REVIEWS
Volume 4 Number 2
A Comradeship of Belief
01 February 1991

When a Turkish editor was recovering from bullet wounds, he reached out a hand of friendship to the student (by then in jail) who had shot him.

The Muslim Mind
By Charis Waddy
New Amsterdam Press, New York
Grosvenor Books, London

When a Turkish editor was recovering from bullet wounds, he reached out a hand of friendship to the student (by then in jail) who had shot him. When an inter-Arab conflict broke out some years ago, a devout Muslim diplomat at the UN played an effective role in resolving it.

Charis Waddy's remarkable friendships with such people enable her to draw out from Muslims how they reckon to live, in the light of what they believe.

In The Muslim Mind a Palestinian housewife and a group of Indian carpenters contribute their experience alongside theologians from Mecca and Qom, the intelligentsia of Beirut and Karachi, the Emir of Kano, and Muslim scholars in Washington and London.

It is from the colourful range of these sources that we learn about the Quran, the life and sayings of Mohammed, the Islamic tradition of Moses and Jesus, and the spiritual themes of prayer, pilgrimage, fasting, divine guidance, and forgiveness. These lead us in this updated third edition into the modern Muslim approach to family, race, finance, war and peace, education, and the environment.
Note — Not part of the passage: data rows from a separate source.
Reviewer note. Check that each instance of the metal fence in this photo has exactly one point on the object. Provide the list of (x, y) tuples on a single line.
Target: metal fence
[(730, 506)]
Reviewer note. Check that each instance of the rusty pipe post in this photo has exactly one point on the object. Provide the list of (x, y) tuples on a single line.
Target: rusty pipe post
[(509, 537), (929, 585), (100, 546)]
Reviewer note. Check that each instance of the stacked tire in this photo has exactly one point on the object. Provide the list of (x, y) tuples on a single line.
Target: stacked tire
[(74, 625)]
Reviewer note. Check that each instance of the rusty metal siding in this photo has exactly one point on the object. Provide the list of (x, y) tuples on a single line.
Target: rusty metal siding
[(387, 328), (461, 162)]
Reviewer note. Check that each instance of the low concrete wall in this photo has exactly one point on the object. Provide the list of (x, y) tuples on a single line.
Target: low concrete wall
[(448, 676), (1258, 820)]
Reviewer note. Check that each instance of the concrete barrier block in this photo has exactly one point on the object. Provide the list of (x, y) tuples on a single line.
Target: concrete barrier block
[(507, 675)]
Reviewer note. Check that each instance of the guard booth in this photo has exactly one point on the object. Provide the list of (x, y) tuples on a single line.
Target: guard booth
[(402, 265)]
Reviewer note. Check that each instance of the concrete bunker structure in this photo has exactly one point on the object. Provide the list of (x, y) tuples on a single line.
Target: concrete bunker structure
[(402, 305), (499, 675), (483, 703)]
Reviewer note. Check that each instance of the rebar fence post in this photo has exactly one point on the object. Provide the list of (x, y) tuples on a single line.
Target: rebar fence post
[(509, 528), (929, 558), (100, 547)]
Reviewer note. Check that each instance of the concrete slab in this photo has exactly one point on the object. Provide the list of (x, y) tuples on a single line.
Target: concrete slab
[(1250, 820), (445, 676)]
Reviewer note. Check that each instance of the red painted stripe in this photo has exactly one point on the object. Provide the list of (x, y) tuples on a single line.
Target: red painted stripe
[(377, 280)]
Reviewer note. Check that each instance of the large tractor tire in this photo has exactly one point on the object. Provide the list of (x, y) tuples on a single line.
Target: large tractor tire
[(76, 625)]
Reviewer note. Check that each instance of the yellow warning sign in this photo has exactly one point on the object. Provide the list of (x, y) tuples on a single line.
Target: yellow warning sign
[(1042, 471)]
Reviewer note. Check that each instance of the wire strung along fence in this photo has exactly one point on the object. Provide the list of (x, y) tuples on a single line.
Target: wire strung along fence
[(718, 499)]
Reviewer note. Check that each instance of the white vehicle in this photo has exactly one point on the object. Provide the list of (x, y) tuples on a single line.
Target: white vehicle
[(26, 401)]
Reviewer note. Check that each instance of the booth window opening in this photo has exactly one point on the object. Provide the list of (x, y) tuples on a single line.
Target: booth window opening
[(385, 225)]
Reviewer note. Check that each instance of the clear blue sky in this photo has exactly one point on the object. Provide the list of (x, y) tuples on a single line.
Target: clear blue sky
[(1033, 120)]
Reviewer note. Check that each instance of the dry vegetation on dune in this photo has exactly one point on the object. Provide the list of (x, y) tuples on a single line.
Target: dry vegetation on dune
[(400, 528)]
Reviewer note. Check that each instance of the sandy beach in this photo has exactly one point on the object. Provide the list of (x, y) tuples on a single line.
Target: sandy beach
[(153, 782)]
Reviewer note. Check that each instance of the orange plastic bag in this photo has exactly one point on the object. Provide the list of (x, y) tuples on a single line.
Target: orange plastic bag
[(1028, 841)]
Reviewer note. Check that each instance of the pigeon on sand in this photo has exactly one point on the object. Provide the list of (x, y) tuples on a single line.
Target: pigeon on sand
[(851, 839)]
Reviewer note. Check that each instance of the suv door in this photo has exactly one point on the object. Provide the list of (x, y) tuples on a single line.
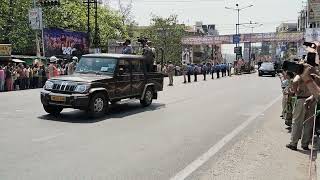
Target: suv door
[(123, 80), (138, 76)]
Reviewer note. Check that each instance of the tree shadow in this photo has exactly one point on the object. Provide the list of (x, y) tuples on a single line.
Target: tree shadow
[(116, 111)]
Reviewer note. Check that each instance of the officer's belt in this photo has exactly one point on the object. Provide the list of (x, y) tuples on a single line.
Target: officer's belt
[(301, 97)]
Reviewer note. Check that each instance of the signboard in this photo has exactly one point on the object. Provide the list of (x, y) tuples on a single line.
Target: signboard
[(5, 49), (65, 43), (314, 11), (312, 34), (254, 38), (236, 39), (35, 18), (238, 50)]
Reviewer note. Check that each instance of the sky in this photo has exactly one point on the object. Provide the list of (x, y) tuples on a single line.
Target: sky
[(270, 13)]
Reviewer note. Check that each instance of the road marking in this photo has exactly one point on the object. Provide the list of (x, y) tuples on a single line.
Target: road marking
[(187, 171), (47, 138)]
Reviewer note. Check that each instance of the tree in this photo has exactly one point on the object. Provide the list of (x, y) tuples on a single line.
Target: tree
[(166, 33), (71, 14)]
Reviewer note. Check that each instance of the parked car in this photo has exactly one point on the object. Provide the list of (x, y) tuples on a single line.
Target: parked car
[(101, 80), (267, 68)]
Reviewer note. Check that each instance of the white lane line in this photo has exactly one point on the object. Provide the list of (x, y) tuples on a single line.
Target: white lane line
[(187, 171), (47, 138)]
A reviewer of the first edition noted the extraordinary fact that, though written by a professed Christian, this book bears a letter of thanks and approval from Cairo's Saikh al Azhar. He is generally regarded as Islam's supreme authority on matters of law and doctrine.
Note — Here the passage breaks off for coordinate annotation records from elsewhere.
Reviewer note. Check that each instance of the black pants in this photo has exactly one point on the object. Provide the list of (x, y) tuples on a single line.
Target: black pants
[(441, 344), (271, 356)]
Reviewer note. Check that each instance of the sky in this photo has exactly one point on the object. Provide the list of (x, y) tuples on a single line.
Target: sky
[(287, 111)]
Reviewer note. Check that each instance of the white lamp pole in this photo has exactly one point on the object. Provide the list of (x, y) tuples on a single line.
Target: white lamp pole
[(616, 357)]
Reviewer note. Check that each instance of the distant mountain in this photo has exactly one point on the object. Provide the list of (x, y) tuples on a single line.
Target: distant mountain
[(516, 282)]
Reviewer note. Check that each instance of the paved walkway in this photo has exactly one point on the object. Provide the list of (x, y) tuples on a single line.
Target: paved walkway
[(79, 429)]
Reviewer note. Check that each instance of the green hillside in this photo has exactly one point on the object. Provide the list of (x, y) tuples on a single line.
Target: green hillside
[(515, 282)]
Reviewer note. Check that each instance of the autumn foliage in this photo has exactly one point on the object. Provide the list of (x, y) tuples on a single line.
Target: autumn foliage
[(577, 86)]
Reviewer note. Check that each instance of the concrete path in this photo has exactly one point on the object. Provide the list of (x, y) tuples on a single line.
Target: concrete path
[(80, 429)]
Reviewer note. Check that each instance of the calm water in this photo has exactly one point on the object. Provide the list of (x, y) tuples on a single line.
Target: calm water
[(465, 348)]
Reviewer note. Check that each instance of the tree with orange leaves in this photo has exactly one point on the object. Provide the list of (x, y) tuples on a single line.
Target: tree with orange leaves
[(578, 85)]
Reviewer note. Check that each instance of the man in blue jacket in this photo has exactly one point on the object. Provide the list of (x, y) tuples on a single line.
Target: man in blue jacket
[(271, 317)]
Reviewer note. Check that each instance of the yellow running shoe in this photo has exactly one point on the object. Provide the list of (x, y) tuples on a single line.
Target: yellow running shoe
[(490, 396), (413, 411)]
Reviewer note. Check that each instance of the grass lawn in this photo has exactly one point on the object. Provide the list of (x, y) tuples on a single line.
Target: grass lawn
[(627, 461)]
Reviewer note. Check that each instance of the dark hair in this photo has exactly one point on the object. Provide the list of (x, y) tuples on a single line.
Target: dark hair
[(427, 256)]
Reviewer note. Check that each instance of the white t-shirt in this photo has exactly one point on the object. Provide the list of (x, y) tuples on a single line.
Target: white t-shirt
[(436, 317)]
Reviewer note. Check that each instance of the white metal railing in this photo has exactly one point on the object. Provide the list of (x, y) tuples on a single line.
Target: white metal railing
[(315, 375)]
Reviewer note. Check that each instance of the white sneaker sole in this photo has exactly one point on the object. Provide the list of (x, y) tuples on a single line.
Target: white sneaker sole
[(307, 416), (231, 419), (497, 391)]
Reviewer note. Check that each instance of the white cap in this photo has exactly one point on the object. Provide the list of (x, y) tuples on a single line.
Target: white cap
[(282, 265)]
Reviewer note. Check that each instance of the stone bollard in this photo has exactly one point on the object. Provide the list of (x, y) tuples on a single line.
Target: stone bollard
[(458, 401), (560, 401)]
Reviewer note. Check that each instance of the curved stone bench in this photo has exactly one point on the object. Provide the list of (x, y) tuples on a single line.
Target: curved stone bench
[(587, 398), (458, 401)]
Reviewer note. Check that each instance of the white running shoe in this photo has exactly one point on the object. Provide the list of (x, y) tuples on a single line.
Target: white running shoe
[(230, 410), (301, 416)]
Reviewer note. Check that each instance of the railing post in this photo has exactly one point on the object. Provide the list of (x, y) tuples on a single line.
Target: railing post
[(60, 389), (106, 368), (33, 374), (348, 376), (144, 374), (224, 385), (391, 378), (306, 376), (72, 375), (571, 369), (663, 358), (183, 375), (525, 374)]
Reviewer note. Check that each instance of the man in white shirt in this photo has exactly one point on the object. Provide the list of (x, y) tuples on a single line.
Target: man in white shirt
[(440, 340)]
The book begins with a mosque in Adelaide, built in the last century for the Afghan camel drivers who opened the desert routes of the author's native Australia. Too much religious solemnity can dampen the spirit but this book is lightened with a poetic touch and ornamented with Islamic designs and calligraphy.

Since the collapse of European communism, the Western dialectical mind has been searching for a new enemy, and Islam is on the shortlist. There are indeed examples of gross hatred and bigotry within the Muslim world which are a threat to humanity. Muslims, for their part, deplore the amoral secularism to be found in Western society, and the cold-heartedness of many Christians towards sincere believers of other faiths. Here is a book that helps open-minded non-Muslims to understand.

Dr Waddy grew up in Jerusalem, where her father was headmaster of St George's School. He knew Muslim and Jewish families and, as an Anglican minister; could speak of the `comradeship of our joint belief'. Her scholarly work illuminates the grace of that perception.